Thèmes – Egalité – Maternité et paternité

Le congé de paternité a un besoin urgent d’une base juridique

Travail.Suisse a mis à jour les chiffres sur la fréquence du congé de paternité dans l’économie suisse (à partir de mai 2018). Les contrats collectifs de travail les plus importants et les plus contraignants ont été analysés. Il s’avère que l’adoption d’un congé de paternité est un processus lent. Pour près de la moitié des salariés sous contrat collectif de travail, seuls 1 à 2 jours de congé de paternité sont encore prévus. Parmi les grandes entreprises, il existe de nombreux exemples de congés de paternité de 10 à 20 jours.

Les chiffres relatifs au secteur public en tant qu’employeur ont également été mis à jour. Pour la Confédération, les cantons, les 30 plus grandes villes et les capitales cantonales, le congé paternité de 5 à 10 jours devient la norme.

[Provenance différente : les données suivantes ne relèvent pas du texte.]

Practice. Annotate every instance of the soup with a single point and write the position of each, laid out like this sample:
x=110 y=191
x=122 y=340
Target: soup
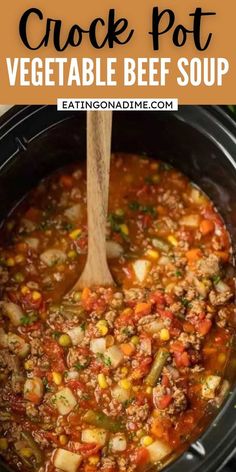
x=112 y=379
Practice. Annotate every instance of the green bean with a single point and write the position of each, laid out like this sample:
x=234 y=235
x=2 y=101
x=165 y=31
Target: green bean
x=157 y=366
x=33 y=446
x=99 y=419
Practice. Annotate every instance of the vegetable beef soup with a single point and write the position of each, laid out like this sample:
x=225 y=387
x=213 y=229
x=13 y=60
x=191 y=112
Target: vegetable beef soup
x=112 y=379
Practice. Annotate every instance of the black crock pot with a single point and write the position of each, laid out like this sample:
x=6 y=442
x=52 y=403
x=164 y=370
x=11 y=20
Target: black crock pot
x=200 y=141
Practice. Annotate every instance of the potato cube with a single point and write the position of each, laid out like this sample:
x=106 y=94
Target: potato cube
x=66 y=460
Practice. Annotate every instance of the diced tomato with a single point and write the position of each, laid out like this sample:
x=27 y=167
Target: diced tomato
x=188 y=327
x=125 y=318
x=55 y=354
x=143 y=368
x=142 y=309
x=204 y=327
x=75 y=385
x=182 y=359
x=164 y=401
x=14 y=296
x=177 y=346
x=165 y=381
x=93 y=468
x=158 y=298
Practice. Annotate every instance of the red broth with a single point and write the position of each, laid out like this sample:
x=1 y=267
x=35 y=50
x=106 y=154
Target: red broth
x=108 y=379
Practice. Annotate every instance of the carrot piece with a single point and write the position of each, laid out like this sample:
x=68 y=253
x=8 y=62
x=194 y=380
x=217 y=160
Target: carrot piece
x=207 y=227
x=161 y=210
x=204 y=327
x=66 y=181
x=127 y=349
x=223 y=255
x=90 y=468
x=164 y=401
x=188 y=327
x=157 y=429
x=142 y=309
x=193 y=254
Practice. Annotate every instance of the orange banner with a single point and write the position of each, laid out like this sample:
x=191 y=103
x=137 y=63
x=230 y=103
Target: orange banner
x=149 y=49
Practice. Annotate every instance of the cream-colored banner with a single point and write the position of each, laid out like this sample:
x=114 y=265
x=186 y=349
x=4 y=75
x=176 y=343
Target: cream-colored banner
x=145 y=49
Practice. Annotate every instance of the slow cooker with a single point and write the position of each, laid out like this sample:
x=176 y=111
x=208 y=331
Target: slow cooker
x=200 y=141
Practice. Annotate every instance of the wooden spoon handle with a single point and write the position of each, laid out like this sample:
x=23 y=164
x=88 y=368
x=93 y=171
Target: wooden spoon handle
x=99 y=124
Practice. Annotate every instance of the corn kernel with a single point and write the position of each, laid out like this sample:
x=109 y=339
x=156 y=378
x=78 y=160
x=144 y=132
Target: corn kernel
x=172 y=240
x=125 y=383
x=102 y=381
x=19 y=277
x=119 y=212
x=10 y=262
x=77 y=296
x=72 y=254
x=93 y=460
x=221 y=358
x=102 y=327
x=19 y=259
x=135 y=340
x=154 y=165
x=57 y=378
x=109 y=340
x=124 y=370
x=64 y=340
x=164 y=334
x=36 y=295
x=24 y=290
x=147 y=440
x=3 y=444
x=29 y=365
x=75 y=233
x=124 y=229
x=26 y=452
x=155 y=178
x=10 y=225
x=63 y=439
x=152 y=254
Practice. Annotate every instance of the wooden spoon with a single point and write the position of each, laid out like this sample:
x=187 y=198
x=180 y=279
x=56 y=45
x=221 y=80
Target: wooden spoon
x=96 y=271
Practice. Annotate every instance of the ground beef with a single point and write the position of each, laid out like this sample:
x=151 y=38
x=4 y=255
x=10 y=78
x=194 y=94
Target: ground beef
x=137 y=413
x=108 y=463
x=224 y=315
x=220 y=298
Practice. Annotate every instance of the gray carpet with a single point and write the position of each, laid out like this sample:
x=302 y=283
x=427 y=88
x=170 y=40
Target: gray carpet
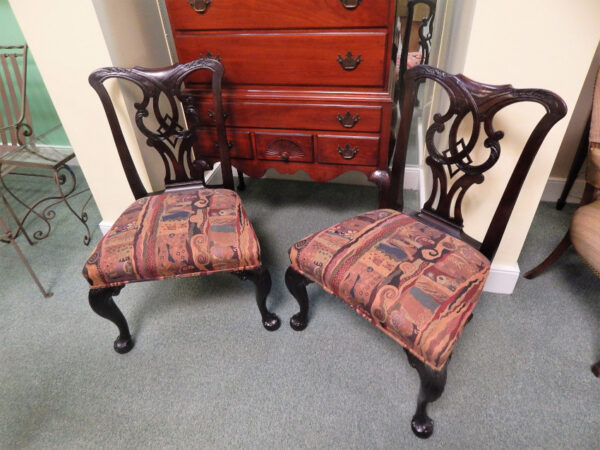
x=205 y=374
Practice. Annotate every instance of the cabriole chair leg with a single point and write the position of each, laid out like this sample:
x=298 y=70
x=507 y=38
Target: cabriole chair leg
x=432 y=387
x=262 y=280
x=296 y=284
x=101 y=301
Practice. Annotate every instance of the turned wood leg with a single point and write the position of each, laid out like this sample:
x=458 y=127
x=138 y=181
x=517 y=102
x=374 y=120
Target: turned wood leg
x=382 y=179
x=241 y=182
x=432 y=386
x=551 y=259
x=596 y=369
x=102 y=303
x=262 y=280
x=296 y=284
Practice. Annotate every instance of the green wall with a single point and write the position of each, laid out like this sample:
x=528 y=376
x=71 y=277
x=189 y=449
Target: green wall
x=43 y=114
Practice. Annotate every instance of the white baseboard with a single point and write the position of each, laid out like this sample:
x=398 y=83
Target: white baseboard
x=502 y=279
x=554 y=188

Cependant, seuls les grands centres urbains offrent un congé de paternité de 20 jours ouvrables, comme l’exige l’initiative populaire Travail.Suisse.

Dans l’ensemble, il y a une grande différence entre les grands et les petits employeurs : les grands employeurs offrent un congé de paternité, quoique modestement, alors que les petits employeurs ne le font généralement pas. Cette lacune ne peut être comblée que par une législation sur le congé de paternité et un financement fondé sur la solidarité, ce qui crée des règles du jeu équitables.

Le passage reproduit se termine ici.